TITLE=The Relative Weight of Temporal Envelope Cues in Different Frequency Regions for Mandarin Disyllabic Word Recognition

JOURNAL=Frontiers in Neuroscience

VOLUME=Volume 15 - 2021

YEAR=2021

URL=https://www.frontiersin.org/journals/neuroscience/articles/10.3389/fnins.2021.670192

DOI=10.3389/fnins.2021.670192

ISSN=1662-453X

ABSTRACT=Objectives: Acoustic temporal envelope (E) cues containing speech information are distributed across all frequency spectra.
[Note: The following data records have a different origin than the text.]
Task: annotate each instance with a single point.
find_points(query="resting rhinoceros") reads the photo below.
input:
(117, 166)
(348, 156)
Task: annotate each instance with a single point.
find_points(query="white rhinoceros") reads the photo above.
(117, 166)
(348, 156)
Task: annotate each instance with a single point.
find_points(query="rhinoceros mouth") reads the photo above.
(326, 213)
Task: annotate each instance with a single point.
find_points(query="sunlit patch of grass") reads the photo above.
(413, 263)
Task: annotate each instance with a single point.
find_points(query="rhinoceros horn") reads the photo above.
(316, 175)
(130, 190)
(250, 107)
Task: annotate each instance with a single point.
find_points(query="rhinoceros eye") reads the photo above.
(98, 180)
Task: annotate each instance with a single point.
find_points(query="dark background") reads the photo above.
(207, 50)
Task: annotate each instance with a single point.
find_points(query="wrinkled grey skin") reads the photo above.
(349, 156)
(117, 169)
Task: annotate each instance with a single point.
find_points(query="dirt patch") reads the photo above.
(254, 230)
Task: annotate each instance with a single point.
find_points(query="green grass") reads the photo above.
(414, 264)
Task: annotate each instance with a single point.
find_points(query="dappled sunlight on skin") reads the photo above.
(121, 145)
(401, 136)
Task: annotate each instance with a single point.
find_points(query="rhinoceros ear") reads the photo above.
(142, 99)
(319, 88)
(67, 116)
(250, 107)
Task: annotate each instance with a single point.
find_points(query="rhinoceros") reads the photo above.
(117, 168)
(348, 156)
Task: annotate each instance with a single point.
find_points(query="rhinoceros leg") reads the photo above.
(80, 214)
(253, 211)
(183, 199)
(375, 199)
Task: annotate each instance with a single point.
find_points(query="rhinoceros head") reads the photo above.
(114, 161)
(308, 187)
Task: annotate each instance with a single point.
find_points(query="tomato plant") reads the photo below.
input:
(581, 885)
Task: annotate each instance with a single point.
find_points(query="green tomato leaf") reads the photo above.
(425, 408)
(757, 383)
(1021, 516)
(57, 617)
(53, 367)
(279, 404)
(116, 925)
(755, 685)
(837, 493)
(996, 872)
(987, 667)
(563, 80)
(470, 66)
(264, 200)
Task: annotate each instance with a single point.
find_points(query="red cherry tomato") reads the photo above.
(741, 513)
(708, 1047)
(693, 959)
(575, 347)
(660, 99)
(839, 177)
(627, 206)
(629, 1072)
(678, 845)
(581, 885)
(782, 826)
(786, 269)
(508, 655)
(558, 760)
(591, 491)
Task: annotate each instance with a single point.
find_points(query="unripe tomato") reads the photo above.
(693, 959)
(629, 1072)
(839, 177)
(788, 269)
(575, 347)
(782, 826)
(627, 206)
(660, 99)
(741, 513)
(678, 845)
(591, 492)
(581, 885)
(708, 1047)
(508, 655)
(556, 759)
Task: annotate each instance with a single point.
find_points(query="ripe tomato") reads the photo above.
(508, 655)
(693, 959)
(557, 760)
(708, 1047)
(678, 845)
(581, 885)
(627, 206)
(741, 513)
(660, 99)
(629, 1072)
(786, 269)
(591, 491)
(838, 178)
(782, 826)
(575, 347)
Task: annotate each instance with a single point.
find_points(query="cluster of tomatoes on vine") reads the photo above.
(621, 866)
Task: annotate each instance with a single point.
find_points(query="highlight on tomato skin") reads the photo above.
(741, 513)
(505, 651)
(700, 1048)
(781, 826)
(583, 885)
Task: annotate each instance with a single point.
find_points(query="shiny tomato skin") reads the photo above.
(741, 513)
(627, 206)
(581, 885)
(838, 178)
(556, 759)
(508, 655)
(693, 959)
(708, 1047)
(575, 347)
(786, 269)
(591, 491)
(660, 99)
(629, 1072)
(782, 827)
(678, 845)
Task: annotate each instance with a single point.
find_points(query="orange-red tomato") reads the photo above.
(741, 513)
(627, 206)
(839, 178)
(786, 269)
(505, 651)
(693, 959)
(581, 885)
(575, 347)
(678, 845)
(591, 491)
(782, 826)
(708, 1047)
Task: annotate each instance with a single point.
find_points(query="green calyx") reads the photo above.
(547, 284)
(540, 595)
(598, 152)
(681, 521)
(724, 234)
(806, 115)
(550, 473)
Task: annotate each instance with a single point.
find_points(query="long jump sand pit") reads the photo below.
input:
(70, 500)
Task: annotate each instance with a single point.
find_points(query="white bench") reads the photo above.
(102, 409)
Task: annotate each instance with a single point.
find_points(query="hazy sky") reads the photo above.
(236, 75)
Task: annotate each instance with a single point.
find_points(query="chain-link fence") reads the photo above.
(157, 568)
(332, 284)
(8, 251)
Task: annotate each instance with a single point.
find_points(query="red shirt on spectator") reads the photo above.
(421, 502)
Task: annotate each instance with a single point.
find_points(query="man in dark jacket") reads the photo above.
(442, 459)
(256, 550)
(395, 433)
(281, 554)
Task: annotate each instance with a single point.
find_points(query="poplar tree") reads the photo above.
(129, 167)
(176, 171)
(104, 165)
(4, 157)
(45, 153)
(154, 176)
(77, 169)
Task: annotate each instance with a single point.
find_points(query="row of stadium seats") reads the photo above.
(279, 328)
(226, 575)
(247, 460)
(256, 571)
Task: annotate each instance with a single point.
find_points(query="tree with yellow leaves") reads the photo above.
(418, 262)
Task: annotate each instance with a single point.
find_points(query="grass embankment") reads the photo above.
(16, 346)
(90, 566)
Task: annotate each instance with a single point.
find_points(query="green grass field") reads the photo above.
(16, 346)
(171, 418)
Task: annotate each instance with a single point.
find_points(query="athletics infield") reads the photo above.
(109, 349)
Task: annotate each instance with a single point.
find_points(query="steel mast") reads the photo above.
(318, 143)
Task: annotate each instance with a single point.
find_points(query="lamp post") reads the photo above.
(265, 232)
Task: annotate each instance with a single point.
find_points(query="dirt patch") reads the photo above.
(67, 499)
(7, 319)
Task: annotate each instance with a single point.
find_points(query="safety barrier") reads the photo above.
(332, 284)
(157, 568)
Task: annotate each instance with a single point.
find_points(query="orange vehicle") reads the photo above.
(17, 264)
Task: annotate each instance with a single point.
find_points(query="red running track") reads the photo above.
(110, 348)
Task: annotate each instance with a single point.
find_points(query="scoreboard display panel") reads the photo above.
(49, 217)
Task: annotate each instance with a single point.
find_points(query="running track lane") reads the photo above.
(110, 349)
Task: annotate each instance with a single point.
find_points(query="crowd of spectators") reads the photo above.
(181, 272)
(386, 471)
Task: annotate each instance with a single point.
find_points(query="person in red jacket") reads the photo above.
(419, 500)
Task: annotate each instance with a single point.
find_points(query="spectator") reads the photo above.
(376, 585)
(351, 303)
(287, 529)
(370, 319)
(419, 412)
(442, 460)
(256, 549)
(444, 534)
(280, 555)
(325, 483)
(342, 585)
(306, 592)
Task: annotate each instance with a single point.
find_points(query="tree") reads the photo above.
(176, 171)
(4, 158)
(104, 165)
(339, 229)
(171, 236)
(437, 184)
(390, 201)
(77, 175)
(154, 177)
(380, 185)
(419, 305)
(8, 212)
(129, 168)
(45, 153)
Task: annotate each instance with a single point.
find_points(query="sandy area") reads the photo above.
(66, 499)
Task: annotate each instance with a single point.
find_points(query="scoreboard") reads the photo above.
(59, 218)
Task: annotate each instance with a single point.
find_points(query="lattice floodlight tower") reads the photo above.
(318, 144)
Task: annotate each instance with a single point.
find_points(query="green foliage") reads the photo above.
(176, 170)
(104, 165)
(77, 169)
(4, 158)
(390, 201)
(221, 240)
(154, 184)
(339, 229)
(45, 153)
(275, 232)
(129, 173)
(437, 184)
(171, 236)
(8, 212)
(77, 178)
To provide a theoretical basis for the signal coding of hearing devices, we examined the relative weight of E cues in different frequency regions for Mandarin disyllabic word recognition in quiet. Design: E cues were extracted from 30 continuous frequency bands within the range of 80 to 7,562 Hz using Hilbert decomposition and assigned to five frequency regions from low to high. Disyllabic word recognition scores were obtained from 20 normal-hearing listeners provided with E cues in combinations of two, three, or four frequency regions. The relative weights of the five frequency regions were calculated using least-squares approach. Results: Listeners correctly identified 3.13–38.13%, 27.50–83.13%, or 75.00–93.13% of words when presented with two, three, or four frequency regions, respectively. Increasing the number of frequency region combinations improved recognition scores and decreased the magnitude of the differences in scores between combinations. This suggested a synergistic effect among E cues from different frequency regions. The mean weights of E cues of frequency regions 1–5 were 0.31, 0.19, 0.26, 0.22, and 0.02, respectively. Conclusions: For Mandarin disyllabic words, E cues of frequency regions 1 (80–502 Hz) and 3 (1,022–1,913 Hz) contributed more to word recognition than other regions, while frequency region 5 (3,856–7,562) contributed little.